There was a long silence in the room, then Baxter said, "Hey! You dead, or playin' dead?"

Keith exhaled and smiled. Come here and find out.

"I can wait all fucking night, Landry."

Me, too. Keith waited. One thing he thought he could count on was Annie telling him if Baxter moved toward him. Baxter's hostage, his shield, was also Baxter's problem. But apparently Baxter had also figured that out, because the light suddenly went off, and the room was black.

It was so still in the big room that Keith could hear the mantel clock ticking from thirty feet away. Then he heard Baxter say to him, "One of us got an infrared scope, and one of us don't. Guess who can see in the dark."

He heard the floor squeak across the room, then heard it again, this time closer, then the squeaking stopped.

He pictured Baxter standing in about the middle of the room now, scanning along the floor, the walls, around the furniture with his night scope mounted on his rifle. The game was almost done, and Keith had only two moves left — stand and shoot into the dark, or play very dead.

He moved his right hand with the revolver under his buttocks as though he'd fallen dead on his forearm. With his left hand, he took his knife and sliced into his hairline, then smeared the blood over his face and left eye. He slid the knife into his pocket and kept both eyes open, staring dead at the unseen ceiling above him.

He heard Baxter move again, very close now, on the other side of the long sofa. Baxter said, "Well... so you ain't playin'."

Keith couldn't actually see him, but he felt his presence looming over him, and, by his voice, he knew that Baxter was about ten feet away and that, at this close distance, the infrared image would be too blurry to detect a sign of life. Nevertheless, Keith didn't draw a breath and kept his eyelids frozen and his eyeballs dead in their sockets. But he couldn't keep the sweat beads from forming on his upper lip. He had a sense, a feeling, of the infrared scope boring into his face, the muzzle of the rifle pointed at about his throat. Somewhere across the room, he heard Annie sobbing.

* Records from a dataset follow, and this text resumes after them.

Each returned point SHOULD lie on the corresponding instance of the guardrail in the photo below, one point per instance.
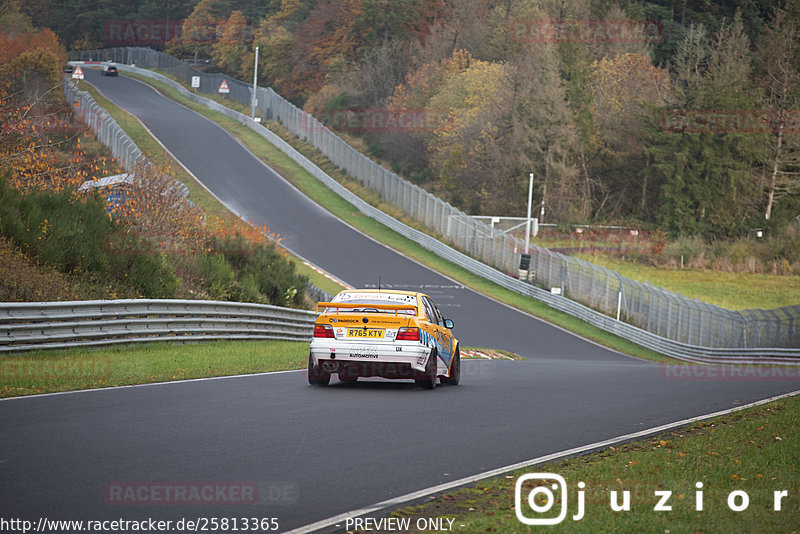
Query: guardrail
(692, 317)
(44, 325)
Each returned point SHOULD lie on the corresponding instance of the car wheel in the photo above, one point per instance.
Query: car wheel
(455, 370)
(429, 381)
(316, 376)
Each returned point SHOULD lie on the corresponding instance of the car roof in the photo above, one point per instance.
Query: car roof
(384, 291)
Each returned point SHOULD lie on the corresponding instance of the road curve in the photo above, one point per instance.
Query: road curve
(313, 452)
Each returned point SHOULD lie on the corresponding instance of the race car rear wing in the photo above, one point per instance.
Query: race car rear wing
(355, 306)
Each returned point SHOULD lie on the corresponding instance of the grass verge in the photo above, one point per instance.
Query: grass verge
(735, 291)
(755, 451)
(50, 371)
(344, 210)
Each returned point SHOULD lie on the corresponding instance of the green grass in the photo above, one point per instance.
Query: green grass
(48, 371)
(735, 291)
(756, 450)
(344, 210)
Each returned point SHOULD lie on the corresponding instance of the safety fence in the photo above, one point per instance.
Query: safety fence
(667, 315)
(43, 325)
(104, 126)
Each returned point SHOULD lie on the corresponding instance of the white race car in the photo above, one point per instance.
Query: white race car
(391, 334)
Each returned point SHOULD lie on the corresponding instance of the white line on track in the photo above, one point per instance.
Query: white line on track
(397, 501)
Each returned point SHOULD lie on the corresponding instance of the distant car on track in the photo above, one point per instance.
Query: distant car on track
(391, 334)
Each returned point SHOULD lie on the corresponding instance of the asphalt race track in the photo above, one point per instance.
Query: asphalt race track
(313, 453)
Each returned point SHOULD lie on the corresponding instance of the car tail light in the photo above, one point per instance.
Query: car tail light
(323, 330)
(408, 334)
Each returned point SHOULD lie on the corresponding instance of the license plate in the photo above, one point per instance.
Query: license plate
(369, 333)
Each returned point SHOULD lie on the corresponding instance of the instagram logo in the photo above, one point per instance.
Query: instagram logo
(541, 499)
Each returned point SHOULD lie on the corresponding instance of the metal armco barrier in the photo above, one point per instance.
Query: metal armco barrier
(666, 322)
(41, 325)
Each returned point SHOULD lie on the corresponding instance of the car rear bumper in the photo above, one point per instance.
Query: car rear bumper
(379, 359)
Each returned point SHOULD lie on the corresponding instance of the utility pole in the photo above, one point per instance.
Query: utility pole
(528, 223)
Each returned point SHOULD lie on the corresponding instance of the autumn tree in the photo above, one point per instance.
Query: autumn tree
(706, 172)
(778, 59)
(232, 51)
(623, 88)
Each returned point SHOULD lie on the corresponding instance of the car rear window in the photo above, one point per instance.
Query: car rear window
(374, 299)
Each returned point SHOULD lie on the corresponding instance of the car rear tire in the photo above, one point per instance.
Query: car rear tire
(455, 370)
(429, 380)
(316, 376)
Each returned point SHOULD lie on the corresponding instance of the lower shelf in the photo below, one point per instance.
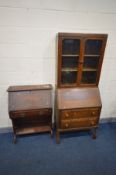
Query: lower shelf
(35, 129)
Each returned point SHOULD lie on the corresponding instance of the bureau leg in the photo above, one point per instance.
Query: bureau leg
(14, 139)
(57, 137)
(94, 133)
(51, 133)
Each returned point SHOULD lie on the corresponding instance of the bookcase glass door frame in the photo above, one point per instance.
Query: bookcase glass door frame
(81, 66)
(91, 60)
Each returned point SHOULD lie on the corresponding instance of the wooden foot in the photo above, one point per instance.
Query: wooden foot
(57, 137)
(14, 139)
(51, 133)
(94, 133)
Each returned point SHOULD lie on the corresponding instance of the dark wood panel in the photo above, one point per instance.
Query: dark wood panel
(70, 98)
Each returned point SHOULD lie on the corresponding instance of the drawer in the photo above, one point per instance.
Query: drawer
(44, 113)
(77, 113)
(79, 122)
(65, 124)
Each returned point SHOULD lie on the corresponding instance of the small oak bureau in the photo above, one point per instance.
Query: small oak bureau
(79, 64)
(30, 109)
(77, 109)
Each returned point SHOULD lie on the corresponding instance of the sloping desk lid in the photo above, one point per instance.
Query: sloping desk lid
(70, 98)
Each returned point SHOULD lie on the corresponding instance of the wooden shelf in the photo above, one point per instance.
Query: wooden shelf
(89, 69)
(69, 70)
(70, 55)
(89, 55)
(35, 129)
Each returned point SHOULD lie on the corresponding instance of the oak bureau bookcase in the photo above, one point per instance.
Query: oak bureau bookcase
(78, 102)
(30, 109)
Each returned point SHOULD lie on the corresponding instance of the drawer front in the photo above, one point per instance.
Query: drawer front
(74, 114)
(79, 122)
(34, 115)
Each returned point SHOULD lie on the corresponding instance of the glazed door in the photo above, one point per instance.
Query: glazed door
(69, 64)
(91, 61)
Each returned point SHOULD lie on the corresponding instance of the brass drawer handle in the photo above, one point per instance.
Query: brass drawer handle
(93, 112)
(92, 123)
(22, 115)
(66, 125)
(67, 115)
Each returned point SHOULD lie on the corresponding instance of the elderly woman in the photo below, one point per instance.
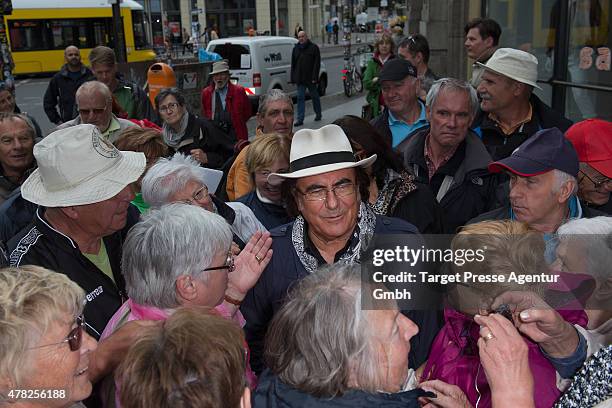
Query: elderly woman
(151, 143)
(181, 179)
(393, 191)
(194, 360)
(44, 351)
(179, 255)
(510, 248)
(383, 51)
(266, 155)
(323, 349)
(189, 134)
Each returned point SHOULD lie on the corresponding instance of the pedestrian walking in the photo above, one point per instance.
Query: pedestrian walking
(305, 66)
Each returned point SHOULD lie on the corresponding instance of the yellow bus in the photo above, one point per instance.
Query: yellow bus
(39, 31)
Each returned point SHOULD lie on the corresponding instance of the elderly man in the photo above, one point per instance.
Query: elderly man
(592, 139)
(82, 187)
(416, 50)
(405, 113)
(305, 67)
(481, 40)
(275, 115)
(95, 102)
(449, 157)
(63, 86)
(131, 97)
(225, 103)
(543, 183)
(16, 159)
(511, 113)
(334, 224)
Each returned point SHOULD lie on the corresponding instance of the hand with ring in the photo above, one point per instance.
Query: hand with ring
(504, 357)
(249, 265)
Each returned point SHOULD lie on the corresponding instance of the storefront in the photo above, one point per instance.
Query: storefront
(572, 40)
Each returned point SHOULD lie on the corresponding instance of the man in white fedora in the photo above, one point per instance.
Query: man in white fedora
(325, 190)
(511, 112)
(225, 103)
(82, 187)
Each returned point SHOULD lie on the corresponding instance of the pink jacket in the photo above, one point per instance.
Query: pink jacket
(454, 359)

Baxter said, "Hey, Landry. You playin' possum on me?"

Keith knew he needed a head shot, but that wasn't possible in the dark. A hit in the body armor was the best he could hope for, and that would knock Baxter off his feet, then he'd use the knife.

"I hope to God you ain't dead, shithead. I want you to feel this."

Keith understood that the next thing to happen would be Baxter firing into his leg or his groin, and he knew he had to go for it now. He yanked his gun hand free and fired three times, up and to his right where he'd heard Baxter's voice, then rolled, fired three times again, then came to a stop tight against the wall near the shattered glass door. He stared into the dark and waited.